Other differences also exist.  For instance, special procedures obtain for treaties.  A motion to postpone indefinitely always requires a simple majority vote, except when it relates to treaties, and then Rule XXX specifies that a two-thirds vote is needed. 

In addition, the chair has interpreted the word "day" to mean only a calendar day in executive session but it can mean legislative day in legislative session, an interpretation that could affect implementation of the two speech rule under Rule XIX.  

So, if the Senate adopts a special cloture procedure for debate of nominations, it will add another dimension to the differences in the way in which legislative and executive business is conducted. 

Mr. Chairman, the filibuster may be famous, but it is hardly sacrosanct.  More than 25 statutes exist that curtail by law the right to unlimited debate.  The most prominent of these is the 1974 Congressional Budget and Impoundment Control Act, which sets forth debate limitations on concurrent budget resolutions, reconciliation bills, and related amendments between Houses and conference reports.  Just last summer, the Senate passed legislation to implement a nuclear waste repository at Yucca Mountain, Nevada, considered under expedited procedures and debate limitations set out in the 1982 Nuclear Waste Policy Act.  The first of these debate-restrictive rulemaking statutes was enacted in 1939. Its enactment and the passage of so many provisions since, are evidence of the Senate's willingness to curb unlimited debate to further particular public policy objectives.

Especially during the presidencies of George W. Bush and Bill Clinton, the process of confirming nominees has grown more troublesome and corrosive of the public trust.  Scouring the Record over these years, one will find demands for action and defense of delays from Senators on each side of the aisle, varying by which party controls the White House and which one controls the Senate.  It rather reminds me of the old saw that, in Washington, it matters not whether you win or lose, it's where you place the blame.

We can do better than descend further down a course of finger-pointing, recriminations, and payback.  Filibuster reform sets us on a different path, one that will be fair to all Senators. It will empower them to meet their constitutional responsibility to advise and consent to nominations that have reached the Senate floor.

Mr. Chairman, it seems to me that in evaluating this proposal, two fundamental questions should be asked: is it necessary and is it sound?

   

Nomination filibusters by a disciplined minority, whoever it may be and whenever it may coalesce, are different from legislative filibusters.  On legislation, there is the potential safety valve that a troubled measure may be offered elsewhere as a non-germane amendment or be somehow addressed by the House.  Neither possibility exists on a nomination.  There is no safety valve. Filibustering nominations is filibustering in its most potent and virulent form, and even if a majority of Senators stand ready to confirm, such filibusters can be fatal. The Estrada and Owen filibusters, the publicly expressed threat of more filibusters to come, and the history of problems on which these filibusters are built, signal to me that reform is not just needed.  It is urgent.

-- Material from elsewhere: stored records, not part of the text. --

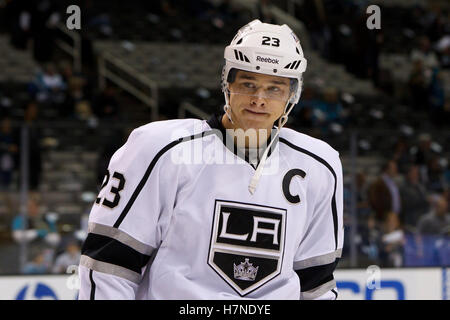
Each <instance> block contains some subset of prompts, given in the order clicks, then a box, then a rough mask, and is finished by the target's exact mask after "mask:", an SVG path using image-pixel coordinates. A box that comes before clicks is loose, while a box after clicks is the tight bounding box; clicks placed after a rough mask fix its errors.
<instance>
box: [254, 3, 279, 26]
mask: <svg viewBox="0 0 450 320" xmlns="http://www.w3.org/2000/svg"><path fill="white" fill-rule="evenodd" d="M270 2H271V0H261V1H258V2H257V3H256V11H257V18H258V19H259V20H261V21H262V22H264V23H275V19H274V17H273V15H272V12H271V11H270V6H271V3H270Z"/></svg>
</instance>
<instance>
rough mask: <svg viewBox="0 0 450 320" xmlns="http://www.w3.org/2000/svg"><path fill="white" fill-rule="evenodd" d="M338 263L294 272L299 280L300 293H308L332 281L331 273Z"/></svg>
mask: <svg viewBox="0 0 450 320" xmlns="http://www.w3.org/2000/svg"><path fill="white" fill-rule="evenodd" d="M338 262H339V258H337V259H336V261H334V262H332V263H329V264H325V265H322V266H316V267H310V268H306V269H302V270H295V272H296V273H297V275H298V277H299V278H300V286H301V291H302V292H305V291H309V290H312V289H314V288H317V287H318V286H320V285H322V284H324V283H327V282H328V281H331V280H333V279H334V276H333V272H334V269H336V266H337V264H338Z"/></svg>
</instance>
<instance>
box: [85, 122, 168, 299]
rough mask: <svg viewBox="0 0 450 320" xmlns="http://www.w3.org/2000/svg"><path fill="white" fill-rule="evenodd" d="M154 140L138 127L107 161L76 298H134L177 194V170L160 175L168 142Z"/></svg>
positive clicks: (166, 149)
mask: <svg viewBox="0 0 450 320" xmlns="http://www.w3.org/2000/svg"><path fill="white" fill-rule="evenodd" d="M157 141H158V137H157V136H152V135H151V134H149V132H148V131H146V130H143V129H139V128H138V129H136V130H134V131H133V132H132V133H131V135H130V136H129V138H128V140H127V142H126V143H125V144H124V145H123V146H122V147H121V148H120V149H118V150H117V151H116V152H115V154H114V155H113V156H112V158H111V160H110V162H109V166H108V170H107V173H106V176H105V179H104V181H103V184H102V187H101V190H100V192H99V195H98V198H97V199H96V201H95V203H94V204H93V207H92V210H91V212H90V215H89V223H88V235H87V238H86V239H85V241H84V243H83V246H82V252H81V259H80V266H79V276H80V281H81V287H80V291H79V299H135V298H136V293H137V290H138V288H139V284H140V281H141V280H142V277H143V275H144V272H145V270H146V268H147V267H148V263H149V261H150V258H151V256H152V254H154V253H155V251H156V250H157V248H158V247H159V245H160V243H161V241H162V239H163V238H164V235H165V233H166V232H167V225H168V221H169V220H170V216H171V209H172V208H173V205H171V204H173V203H174V197H175V193H176V190H175V188H176V183H175V182H176V176H174V175H176V170H165V171H168V172H164V174H162V171H163V166H164V162H165V161H166V162H167V155H166V152H165V151H166V150H167V149H168V148H167V145H166V148H164V146H163V145H158V142H157ZM165 157H166V159H165ZM169 161H170V158H169Z"/></svg>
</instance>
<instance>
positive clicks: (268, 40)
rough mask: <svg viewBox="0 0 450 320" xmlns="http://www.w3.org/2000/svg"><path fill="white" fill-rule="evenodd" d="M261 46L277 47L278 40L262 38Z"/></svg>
mask: <svg viewBox="0 0 450 320" xmlns="http://www.w3.org/2000/svg"><path fill="white" fill-rule="evenodd" d="M261 44H262V45H264V46H272V47H279V46H280V39H278V38H271V37H266V36H263V42H262V43H261Z"/></svg>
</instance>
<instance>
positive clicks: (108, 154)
mask: <svg viewBox="0 0 450 320" xmlns="http://www.w3.org/2000/svg"><path fill="white" fill-rule="evenodd" d="M129 131H130V132H127V133H124V132H123V131H122V130H115V131H114V132H113V133H112V135H111V137H110V139H108V141H107V142H105V144H104V146H103V149H102V151H101V153H100V156H99V157H98V160H97V185H98V186H101V184H102V182H103V179H104V178H105V174H106V170H107V169H108V164H109V161H110V160H111V157H112V156H113V154H114V152H116V151H117V149H119V148H120V147H121V146H122V145H123V144H124V143H125V141H126V138H127V137H128V136H129V134H130V133H131V130H129Z"/></svg>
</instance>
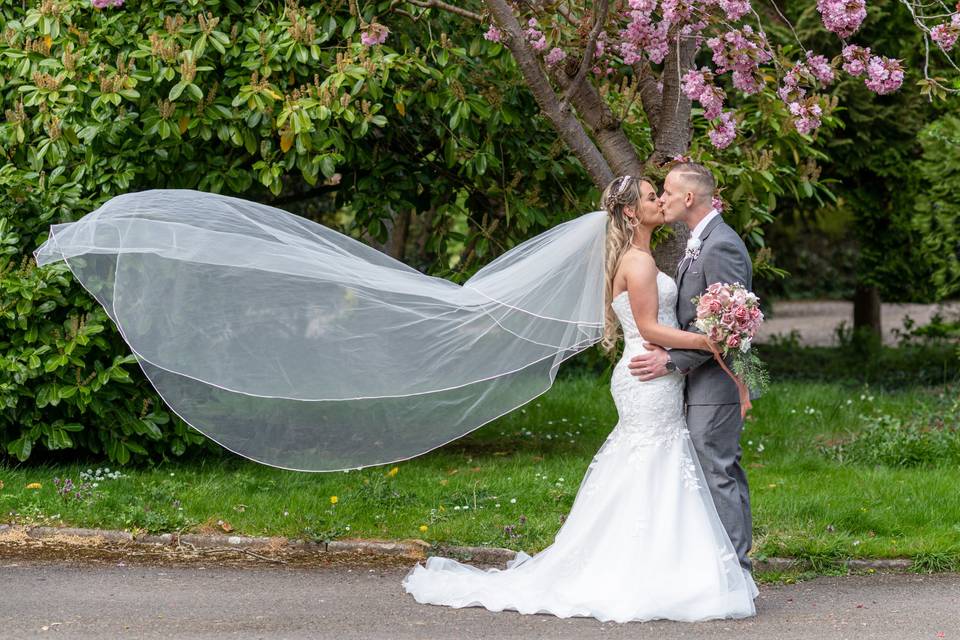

My narrow remedy addresses a real problem.  Even with this reform, if a nomination is sufficiently controversial, the Senate cannot expedite it.  A nomination must be pending for 12 hours before a motion to invoke cloture can even be filed.  Filing additional cloture motions must await the outcome of previous cloture votes.  Before a majority of Senators present can work their will, a nomination would have been pending in the Senate for many days.  I have proffered reform that will permit ample debate while rejecting delay in perpetuity.  My remedy fits squarely within Senate traditions of balancing the right to debate with the responsibility to conclude the people's business.

Mr. Chairman, I welcome the opportunity to initiate this debate. I look forward to working with you and our colleagues on this Committee as we deliberate how the Senate should best address the need for filibuster reform, and restore fairness and equity to the confirmation process.